Il referendum del 4 dicembre potrebbe rappresentare quel canale attraverso il quale milioni di giovani e lavoratori possono esprimersi e gridare il loro no a governo e padroni. Nelle parole di Marx a volte “la necessità si impone attraverso il caso”. Un avvenimento casuale come il referendum può assumere tutt’altra valenza rispetto a quella originaria.
Ecco perché lorsignori hanno paura del referendum e comprendono l’azzardo della scommessa di Renzi e la posta in gioco. Il nostro No parte dalla condivisione dell’analisi della classe dominante. Le conclusioni sono invece opposte. La vittoria del No potrebbe condurre a una crisi del governo e dare un nuovo slancio alla mobilitazione e alla lotta di classe, infondendo una rinnovata fiducia ai lavoratori nella propria forza.
Lavoreremo quotidianamente a favorire questo esito. Il nostro No non si limita alla difesa dei diritti democratici. Dove vari intellettuali, costituzionalisti e leader di una sinistra in disarmo terminano il loro discorso, noi lo cominciamo. Non ci interessa tornare a un ipotetico paese “normale” dove si sistema tutto con un ritorno a una “condivisione di valori comuni fra le parti sociali”, come recita la campagna ufficiale del No.

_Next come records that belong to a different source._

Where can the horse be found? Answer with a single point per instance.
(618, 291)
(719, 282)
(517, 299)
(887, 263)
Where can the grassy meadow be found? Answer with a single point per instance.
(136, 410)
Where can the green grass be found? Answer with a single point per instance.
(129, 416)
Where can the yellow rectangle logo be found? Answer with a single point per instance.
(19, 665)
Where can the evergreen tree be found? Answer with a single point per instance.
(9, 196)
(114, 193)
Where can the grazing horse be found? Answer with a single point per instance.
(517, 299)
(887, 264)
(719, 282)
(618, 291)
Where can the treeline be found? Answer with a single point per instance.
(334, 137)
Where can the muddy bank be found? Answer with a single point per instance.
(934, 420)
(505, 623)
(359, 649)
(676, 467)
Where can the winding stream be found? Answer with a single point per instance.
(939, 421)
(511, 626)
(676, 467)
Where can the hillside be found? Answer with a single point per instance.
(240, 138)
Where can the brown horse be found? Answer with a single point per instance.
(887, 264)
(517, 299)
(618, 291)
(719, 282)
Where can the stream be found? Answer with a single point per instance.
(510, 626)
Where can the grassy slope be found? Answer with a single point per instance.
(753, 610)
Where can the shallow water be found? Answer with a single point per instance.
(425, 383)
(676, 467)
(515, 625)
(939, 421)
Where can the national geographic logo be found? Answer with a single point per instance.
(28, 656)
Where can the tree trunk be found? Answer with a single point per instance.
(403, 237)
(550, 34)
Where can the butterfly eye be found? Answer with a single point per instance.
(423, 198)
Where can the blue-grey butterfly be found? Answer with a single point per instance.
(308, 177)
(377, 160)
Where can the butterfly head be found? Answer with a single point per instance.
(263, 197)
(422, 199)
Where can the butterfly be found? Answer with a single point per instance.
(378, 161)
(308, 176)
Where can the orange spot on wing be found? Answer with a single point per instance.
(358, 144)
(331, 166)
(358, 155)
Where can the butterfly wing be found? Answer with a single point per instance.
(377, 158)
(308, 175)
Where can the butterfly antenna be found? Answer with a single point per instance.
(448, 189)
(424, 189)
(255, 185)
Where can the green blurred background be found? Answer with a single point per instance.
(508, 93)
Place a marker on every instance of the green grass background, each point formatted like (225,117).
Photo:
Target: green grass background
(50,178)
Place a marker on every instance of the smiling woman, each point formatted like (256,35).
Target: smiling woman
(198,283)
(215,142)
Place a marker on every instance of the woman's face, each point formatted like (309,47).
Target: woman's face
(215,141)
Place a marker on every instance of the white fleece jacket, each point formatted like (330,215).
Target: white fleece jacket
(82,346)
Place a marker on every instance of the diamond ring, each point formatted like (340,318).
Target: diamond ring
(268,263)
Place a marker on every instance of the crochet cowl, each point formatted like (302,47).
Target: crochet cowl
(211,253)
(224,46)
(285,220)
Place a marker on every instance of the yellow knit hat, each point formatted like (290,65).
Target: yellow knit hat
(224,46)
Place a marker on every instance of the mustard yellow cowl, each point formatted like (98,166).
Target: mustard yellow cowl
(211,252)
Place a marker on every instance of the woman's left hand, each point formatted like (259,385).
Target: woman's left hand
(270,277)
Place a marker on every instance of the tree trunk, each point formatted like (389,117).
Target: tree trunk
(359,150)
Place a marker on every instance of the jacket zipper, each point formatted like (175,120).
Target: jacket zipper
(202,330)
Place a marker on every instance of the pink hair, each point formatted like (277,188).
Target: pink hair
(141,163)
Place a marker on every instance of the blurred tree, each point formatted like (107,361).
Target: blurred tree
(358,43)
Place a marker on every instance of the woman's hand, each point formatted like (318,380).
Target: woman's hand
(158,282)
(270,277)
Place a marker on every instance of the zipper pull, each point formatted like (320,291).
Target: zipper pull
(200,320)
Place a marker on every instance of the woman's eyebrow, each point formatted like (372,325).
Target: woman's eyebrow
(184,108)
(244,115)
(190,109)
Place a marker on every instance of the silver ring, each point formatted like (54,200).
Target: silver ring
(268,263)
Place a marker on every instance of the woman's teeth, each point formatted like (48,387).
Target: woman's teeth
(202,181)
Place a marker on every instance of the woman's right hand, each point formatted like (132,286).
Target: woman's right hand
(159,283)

Noi la normalità del sistema capitalista la vogliamo rovesciare. Dopo anni in cui l’Italia è stata relegata a fanalino di coda delle mobilitazioni si può aprire una nuova stagione di lotta di classe. A condizione che a partire dal No il 4 dicembre, i lavoratori e i giovani prendano in mano il proprio destino e si pongano sul terreno della costruzione di un’alternativa rivoluzionaria, in Italia, in Europa e nel mondo.